Le policier municipal la regarda avec un air faussement surpris, tandis que sa sœur fermait les yeux en se disant qu’il n’était pas possible d’être plus conne.
– Laisse tranquille M. Clovis avec tes divagations, Zoé, intervint-elle. Monsieur nous a aidées. Merci. Et maintenant chacun remonte chez soi. Demain sera un autre jour.

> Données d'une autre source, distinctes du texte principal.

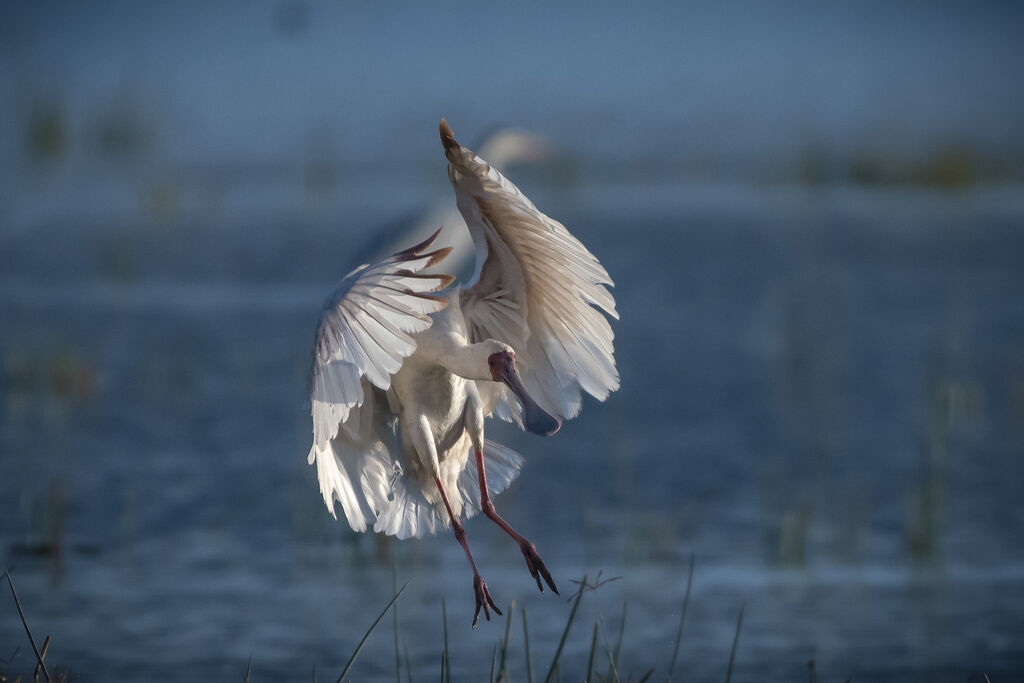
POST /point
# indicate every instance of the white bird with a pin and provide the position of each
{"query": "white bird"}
(502, 147)
(402, 378)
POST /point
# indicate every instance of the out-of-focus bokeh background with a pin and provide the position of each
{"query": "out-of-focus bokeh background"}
(814, 216)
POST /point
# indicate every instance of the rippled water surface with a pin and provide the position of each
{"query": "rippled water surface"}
(822, 401)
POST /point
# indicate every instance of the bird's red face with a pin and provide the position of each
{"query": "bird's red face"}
(536, 419)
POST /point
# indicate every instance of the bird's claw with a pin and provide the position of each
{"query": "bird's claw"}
(536, 566)
(483, 599)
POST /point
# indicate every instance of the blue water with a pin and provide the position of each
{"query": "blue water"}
(820, 400)
(822, 396)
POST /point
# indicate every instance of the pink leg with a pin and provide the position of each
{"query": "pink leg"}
(534, 561)
(479, 587)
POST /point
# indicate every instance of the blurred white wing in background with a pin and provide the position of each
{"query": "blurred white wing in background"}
(366, 332)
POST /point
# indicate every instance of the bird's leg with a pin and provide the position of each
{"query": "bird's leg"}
(534, 561)
(483, 598)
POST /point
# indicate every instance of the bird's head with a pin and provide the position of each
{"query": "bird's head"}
(502, 366)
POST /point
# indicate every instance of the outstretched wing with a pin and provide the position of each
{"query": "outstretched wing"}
(537, 288)
(366, 332)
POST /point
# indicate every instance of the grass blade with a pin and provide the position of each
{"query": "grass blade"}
(590, 659)
(525, 640)
(682, 620)
(503, 673)
(612, 671)
(735, 641)
(622, 633)
(373, 626)
(20, 612)
(565, 633)
(448, 663)
(394, 613)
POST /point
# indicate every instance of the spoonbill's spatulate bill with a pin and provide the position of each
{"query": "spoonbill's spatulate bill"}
(403, 376)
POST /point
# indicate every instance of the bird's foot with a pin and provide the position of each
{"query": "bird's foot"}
(483, 599)
(536, 565)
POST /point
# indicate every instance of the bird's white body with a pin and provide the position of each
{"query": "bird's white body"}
(403, 379)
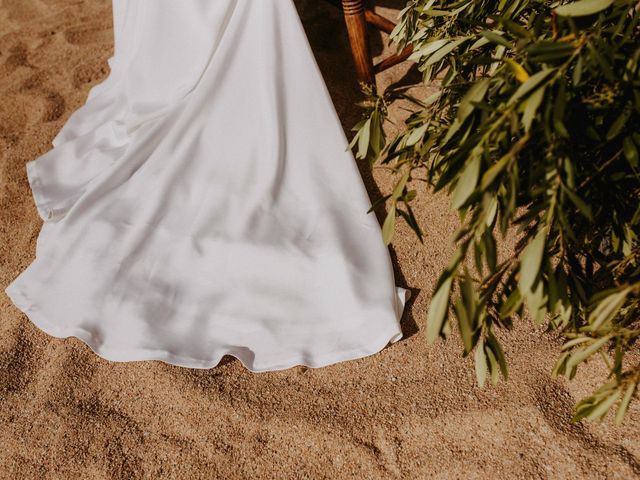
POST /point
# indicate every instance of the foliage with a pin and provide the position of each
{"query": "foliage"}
(534, 129)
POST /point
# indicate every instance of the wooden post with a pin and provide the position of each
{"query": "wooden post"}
(354, 15)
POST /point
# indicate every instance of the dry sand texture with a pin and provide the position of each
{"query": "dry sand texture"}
(410, 411)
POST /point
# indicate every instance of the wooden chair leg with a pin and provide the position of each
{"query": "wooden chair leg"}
(355, 19)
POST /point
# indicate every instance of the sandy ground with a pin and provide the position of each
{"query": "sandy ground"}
(410, 411)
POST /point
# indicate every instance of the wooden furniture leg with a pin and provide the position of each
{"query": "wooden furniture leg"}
(354, 15)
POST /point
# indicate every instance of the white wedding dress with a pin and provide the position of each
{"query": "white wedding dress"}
(203, 202)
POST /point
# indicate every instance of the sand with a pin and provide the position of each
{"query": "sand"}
(409, 411)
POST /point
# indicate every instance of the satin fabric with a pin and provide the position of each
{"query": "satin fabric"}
(203, 202)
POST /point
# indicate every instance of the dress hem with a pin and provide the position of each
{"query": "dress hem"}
(22, 301)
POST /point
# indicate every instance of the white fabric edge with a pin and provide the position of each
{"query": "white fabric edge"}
(392, 335)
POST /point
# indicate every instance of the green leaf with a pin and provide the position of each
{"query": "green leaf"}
(531, 260)
(583, 8)
(630, 151)
(388, 227)
(476, 94)
(438, 309)
(363, 140)
(578, 202)
(481, 363)
(521, 74)
(535, 80)
(495, 37)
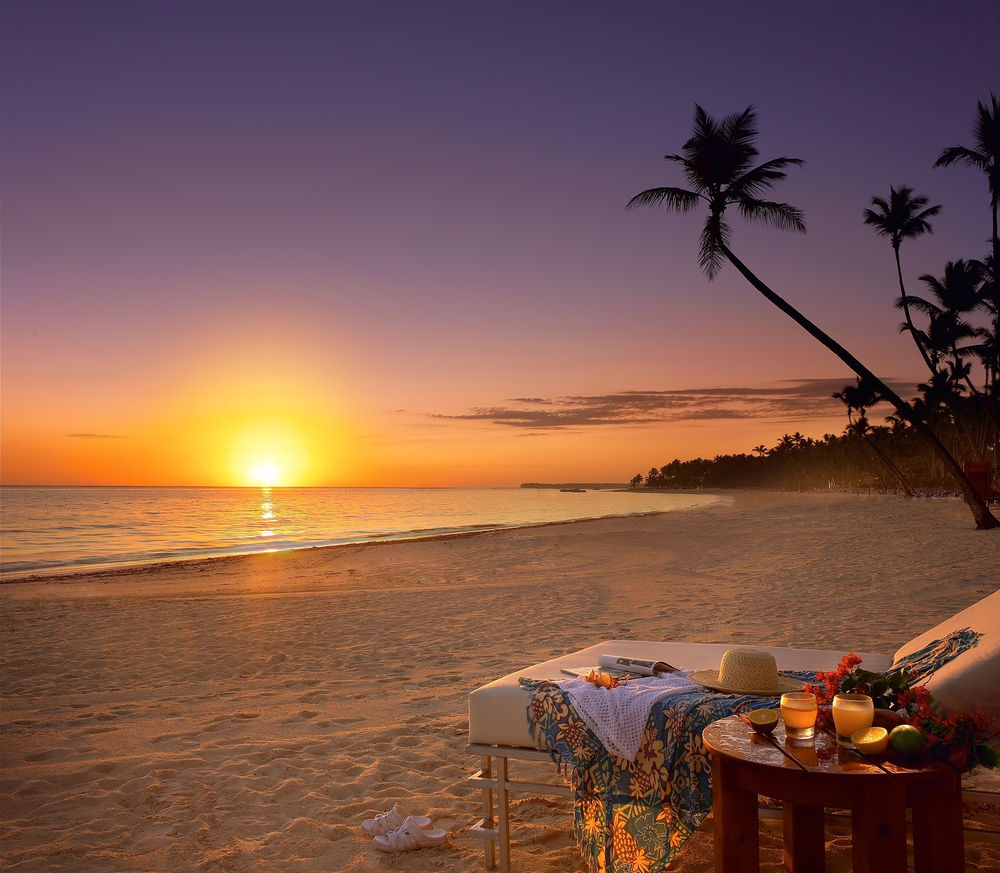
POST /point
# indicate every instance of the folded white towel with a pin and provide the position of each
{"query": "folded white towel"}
(618, 716)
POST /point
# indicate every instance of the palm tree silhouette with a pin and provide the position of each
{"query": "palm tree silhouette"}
(985, 156)
(859, 397)
(902, 216)
(718, 163)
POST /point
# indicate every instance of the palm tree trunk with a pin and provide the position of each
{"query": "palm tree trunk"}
(907, 488)
(909, 320)
(980, 511)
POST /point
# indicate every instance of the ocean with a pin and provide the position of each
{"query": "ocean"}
(46, 530)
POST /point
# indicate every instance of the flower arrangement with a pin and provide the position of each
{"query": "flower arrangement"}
(955, 736)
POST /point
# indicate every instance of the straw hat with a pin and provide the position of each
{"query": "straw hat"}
(746, 671)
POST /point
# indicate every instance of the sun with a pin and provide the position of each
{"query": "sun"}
(265, 473)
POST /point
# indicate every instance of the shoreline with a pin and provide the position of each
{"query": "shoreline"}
(68, 574)
(247, 713)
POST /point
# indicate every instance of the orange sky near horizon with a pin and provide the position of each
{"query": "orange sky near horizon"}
(363, 245)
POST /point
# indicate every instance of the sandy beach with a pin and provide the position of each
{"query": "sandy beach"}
(245, 714)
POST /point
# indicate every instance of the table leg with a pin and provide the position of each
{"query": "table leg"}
(938, 829)
(734, 809)
(879, 829)
(804, 850)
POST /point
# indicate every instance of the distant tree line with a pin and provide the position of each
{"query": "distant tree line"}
(883, 458)
(955, 327)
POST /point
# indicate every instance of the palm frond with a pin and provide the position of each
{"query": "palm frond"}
(714, 235)
(782, 216)
(763, 177)
(961, 155)
(677, 199)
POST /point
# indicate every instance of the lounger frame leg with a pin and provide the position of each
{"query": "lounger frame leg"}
(495, 780)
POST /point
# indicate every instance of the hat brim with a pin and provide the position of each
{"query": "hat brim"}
(710, 679)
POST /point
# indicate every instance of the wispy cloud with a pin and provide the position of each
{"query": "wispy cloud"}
(791, 400)
(94, 436)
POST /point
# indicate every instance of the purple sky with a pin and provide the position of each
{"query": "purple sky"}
(388, 218)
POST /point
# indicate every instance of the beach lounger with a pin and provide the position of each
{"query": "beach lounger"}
(499, 733)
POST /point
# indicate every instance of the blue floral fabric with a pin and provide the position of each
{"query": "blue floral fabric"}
(634, 816)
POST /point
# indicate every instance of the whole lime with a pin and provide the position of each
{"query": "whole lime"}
(906, 740)
(763, 720)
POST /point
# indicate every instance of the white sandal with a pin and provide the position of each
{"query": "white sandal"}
(386, 822)
(410, 836)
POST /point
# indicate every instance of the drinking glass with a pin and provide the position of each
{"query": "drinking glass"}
(798, 712)
(851, 712)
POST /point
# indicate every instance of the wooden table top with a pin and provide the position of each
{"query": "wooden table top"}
(735, 740)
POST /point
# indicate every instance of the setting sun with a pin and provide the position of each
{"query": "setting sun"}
(266, 474)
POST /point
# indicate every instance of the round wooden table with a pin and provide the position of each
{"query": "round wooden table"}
(807, 778)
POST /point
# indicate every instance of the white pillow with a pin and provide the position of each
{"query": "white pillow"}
(969, 645)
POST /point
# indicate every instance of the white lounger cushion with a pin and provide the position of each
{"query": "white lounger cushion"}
(973, 678)
(498, 711)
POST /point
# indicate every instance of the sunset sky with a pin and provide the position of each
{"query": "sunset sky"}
(368, 243)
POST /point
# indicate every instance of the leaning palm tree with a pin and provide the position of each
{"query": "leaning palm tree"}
(718, 163)
(859, 397)
(902, 216)
(985, 156)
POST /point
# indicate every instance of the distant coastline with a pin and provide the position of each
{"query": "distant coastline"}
(595, 486)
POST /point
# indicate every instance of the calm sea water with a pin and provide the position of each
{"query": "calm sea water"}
(46, 530)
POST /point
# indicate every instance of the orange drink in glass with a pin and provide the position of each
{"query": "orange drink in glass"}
(798, 712)
(851, 712)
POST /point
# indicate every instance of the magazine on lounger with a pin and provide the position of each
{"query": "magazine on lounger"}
(616, 665)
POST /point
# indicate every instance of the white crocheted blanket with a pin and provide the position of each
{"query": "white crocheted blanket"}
(618, 716)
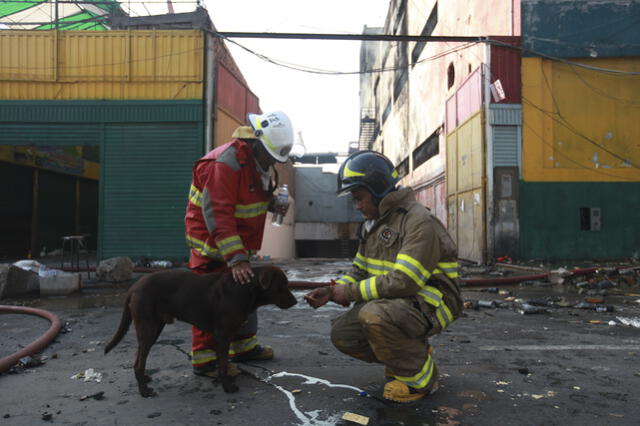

Zoé prit une moue boudeuse sous la réprimande de son aînée. Vexée d’être rabrouée devant un mec qui était super bien bâti et qu’elle trouvait follement excitant. Sauf qu’il était flic et que Chloé lui avait toujours interdit de faire copain-copain avec les flics, excepté en cas d’extrême nécessité.
– Non, non, fit Eusèbe Clovis en hochant énergiquement la tête. Votre sœur ne divague pas. Elle a tout à fait raison. Seulement, le box est si petit qu’il est impossible de se dissimuler volontairement à l’intérieur et donc de s’y faire enfermer. Sauf…
Il laissa sa phrase en suspens et, impassible, considéra l’effet produit sur les deux sœurs. Dévastateur.
– Bon, suffit pour ce soir. Ça peut attendre demain… Au fait, votre ami n’est pas avec vous ? conclut-il à leur stupéfaction en prenant congé, satisfait de lui-même et s’éloignant à grandes enjambées.
Chloé retint sa cadette par le bras et laissa Eusèbe Clovis disparaître dans le hall d’entrée de l’immeuble avant de lui balancer une gifle magistrale.
– T’es contente de toi, pétasse ?



© Alain Pecunia, 2010.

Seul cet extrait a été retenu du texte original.